The world is producing more and more data that needs to be processed

“There will be 175 zettabytes of data by 2025, up from 40 zettabytes today. Processing this data in real-time will be an operational imperative for every organization.” – Microsoft (MSFT) CEO Satya Nadella

Phone upgrades have been slow but expected to ramp up as 5G adoption rates increase

“There is an important point to be made here once we have 5G nationwide. As you know, smartphone upgrades across the industry have been down for a while now. In fact, we’re coming off a record low upgrade rate for any fourth quarter in our history. But fast forward to the back half of this year when popular 5G smartphones and devices should be more available at scale, you can expect higher upgrade rates and equipment revenue growth.” – AT&T (T) President John Stankey


The US steel industry a winner in the US-Canada-Mexico deal

“The new trade deal with Canada and Mexico is a significant win for the U.S. steel industry, especially given the revamp of rules of origin that will greatly incentivize the use of North American steel and autos, auto parts and other products containing steel.” – Nucor (NUE) CEO Leon Topalian

And the industry outlook is positive

“We are encouraged by improving conditions in the U.S. steel markets entering 2020. We believe this reflects the end of the severe inventory destocking that occurred last year and ongoing modest growth in end-use markets overall.

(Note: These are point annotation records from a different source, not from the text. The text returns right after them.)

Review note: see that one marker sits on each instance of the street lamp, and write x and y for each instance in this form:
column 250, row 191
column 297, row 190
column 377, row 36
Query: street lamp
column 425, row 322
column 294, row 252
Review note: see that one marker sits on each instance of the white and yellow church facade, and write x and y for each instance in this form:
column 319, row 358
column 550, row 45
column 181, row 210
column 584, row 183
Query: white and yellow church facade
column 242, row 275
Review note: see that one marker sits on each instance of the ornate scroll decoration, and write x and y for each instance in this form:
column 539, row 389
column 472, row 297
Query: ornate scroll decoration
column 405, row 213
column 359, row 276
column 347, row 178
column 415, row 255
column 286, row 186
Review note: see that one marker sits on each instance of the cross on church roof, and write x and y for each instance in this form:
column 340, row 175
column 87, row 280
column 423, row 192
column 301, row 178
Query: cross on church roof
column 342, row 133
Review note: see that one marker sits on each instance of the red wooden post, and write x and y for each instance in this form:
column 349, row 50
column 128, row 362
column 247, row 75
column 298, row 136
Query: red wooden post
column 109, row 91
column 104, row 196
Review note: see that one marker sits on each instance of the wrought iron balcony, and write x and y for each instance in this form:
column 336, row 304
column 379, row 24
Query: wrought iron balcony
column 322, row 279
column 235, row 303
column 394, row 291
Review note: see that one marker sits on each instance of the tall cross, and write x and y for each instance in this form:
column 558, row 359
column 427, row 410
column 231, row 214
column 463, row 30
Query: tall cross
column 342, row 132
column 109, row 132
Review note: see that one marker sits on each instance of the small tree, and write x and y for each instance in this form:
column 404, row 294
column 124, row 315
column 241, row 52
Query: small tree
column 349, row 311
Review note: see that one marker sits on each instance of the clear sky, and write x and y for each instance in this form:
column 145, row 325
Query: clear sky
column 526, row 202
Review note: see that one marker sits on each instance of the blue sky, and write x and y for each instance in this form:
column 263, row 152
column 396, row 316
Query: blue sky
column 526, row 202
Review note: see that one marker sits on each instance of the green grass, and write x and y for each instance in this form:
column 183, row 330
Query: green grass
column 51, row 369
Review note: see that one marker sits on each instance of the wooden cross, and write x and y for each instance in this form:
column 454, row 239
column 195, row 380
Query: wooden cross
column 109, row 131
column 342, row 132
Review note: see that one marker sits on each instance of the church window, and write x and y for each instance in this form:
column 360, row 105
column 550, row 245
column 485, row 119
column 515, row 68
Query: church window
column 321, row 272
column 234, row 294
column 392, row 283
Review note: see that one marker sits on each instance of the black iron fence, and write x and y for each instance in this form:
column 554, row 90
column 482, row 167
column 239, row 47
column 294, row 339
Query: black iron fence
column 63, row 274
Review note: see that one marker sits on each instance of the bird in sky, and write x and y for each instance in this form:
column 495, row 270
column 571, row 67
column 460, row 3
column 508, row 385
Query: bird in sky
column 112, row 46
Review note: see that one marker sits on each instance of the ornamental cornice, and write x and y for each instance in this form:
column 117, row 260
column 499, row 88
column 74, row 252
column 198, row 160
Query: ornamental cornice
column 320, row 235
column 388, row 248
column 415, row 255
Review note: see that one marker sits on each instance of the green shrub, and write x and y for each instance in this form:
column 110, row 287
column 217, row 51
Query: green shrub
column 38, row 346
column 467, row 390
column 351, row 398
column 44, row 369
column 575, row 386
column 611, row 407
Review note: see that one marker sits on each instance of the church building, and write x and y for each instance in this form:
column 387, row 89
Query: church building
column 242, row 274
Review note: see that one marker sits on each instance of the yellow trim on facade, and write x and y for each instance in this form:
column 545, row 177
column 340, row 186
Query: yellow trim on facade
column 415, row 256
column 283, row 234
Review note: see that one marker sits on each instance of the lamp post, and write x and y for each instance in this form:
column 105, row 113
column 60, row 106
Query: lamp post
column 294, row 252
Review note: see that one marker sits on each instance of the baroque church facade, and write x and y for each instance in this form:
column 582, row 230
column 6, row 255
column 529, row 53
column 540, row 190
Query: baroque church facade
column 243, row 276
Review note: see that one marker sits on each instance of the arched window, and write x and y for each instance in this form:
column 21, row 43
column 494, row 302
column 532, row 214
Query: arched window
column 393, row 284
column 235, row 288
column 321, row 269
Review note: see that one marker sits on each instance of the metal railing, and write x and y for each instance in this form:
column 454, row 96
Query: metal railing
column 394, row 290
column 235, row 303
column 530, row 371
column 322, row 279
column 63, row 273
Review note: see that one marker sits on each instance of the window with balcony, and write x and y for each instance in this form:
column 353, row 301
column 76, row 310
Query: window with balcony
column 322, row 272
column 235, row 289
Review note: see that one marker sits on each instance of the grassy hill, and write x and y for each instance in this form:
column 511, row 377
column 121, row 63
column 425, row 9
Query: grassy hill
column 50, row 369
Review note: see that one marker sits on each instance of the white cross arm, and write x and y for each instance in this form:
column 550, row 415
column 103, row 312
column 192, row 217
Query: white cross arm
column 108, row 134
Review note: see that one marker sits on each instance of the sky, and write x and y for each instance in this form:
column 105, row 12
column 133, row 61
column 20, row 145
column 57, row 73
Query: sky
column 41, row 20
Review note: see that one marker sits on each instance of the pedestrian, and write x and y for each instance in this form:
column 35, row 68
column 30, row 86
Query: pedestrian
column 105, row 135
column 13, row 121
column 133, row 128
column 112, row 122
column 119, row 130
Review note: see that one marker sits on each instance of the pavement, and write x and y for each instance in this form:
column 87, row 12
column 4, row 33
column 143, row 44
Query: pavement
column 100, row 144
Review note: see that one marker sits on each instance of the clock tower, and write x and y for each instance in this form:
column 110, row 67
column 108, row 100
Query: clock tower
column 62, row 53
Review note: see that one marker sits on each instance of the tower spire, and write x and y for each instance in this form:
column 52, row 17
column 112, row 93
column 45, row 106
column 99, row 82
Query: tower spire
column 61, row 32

We expect first quarter earnings in the steel mills segment to increase from the fourth quarter due to price increases and expected higher volumes.” – Nucor (NUE) CFO James Frias

Transport markets are challenged

“We expect the transport markets to move through a short-term correction period in 2020.We’re expecting to see steep declines in North American trailer and APU and mid-single-digit declines in truck.” – Ingersoll-Rand (IR) CEO Michael Lamach

737 MAX expected to be back in H2 2020

“…we are currently estimating the ungrounding of the 737 MAX will begin mid-2020.” – Boeing (BA) CEO David Calhoun


Energy markets remain challenging in the short term

“Near or at 10-year lows on price and margins for gas refining and chemicals….Despite the challenging market environment, long-term demand fundamentals remain strong. In fact, growth in demand in 2019 for upstream liquids and natural gas distillate products and polyethylene was at the higher-end of the compound annual growth rates experienced over the past 10 years.” – Exxon Mobil (XOM) CEO Darren Woods

A surprising percentage of carbon emissions come from HVAC and food loss

“Today 15% of the world’s carbon emissions come from heating and cooling buildings and another 8% comes from global food loss and these numbers are growing.” – Ingersoll-Rand (IR) CEO Michael Lamach.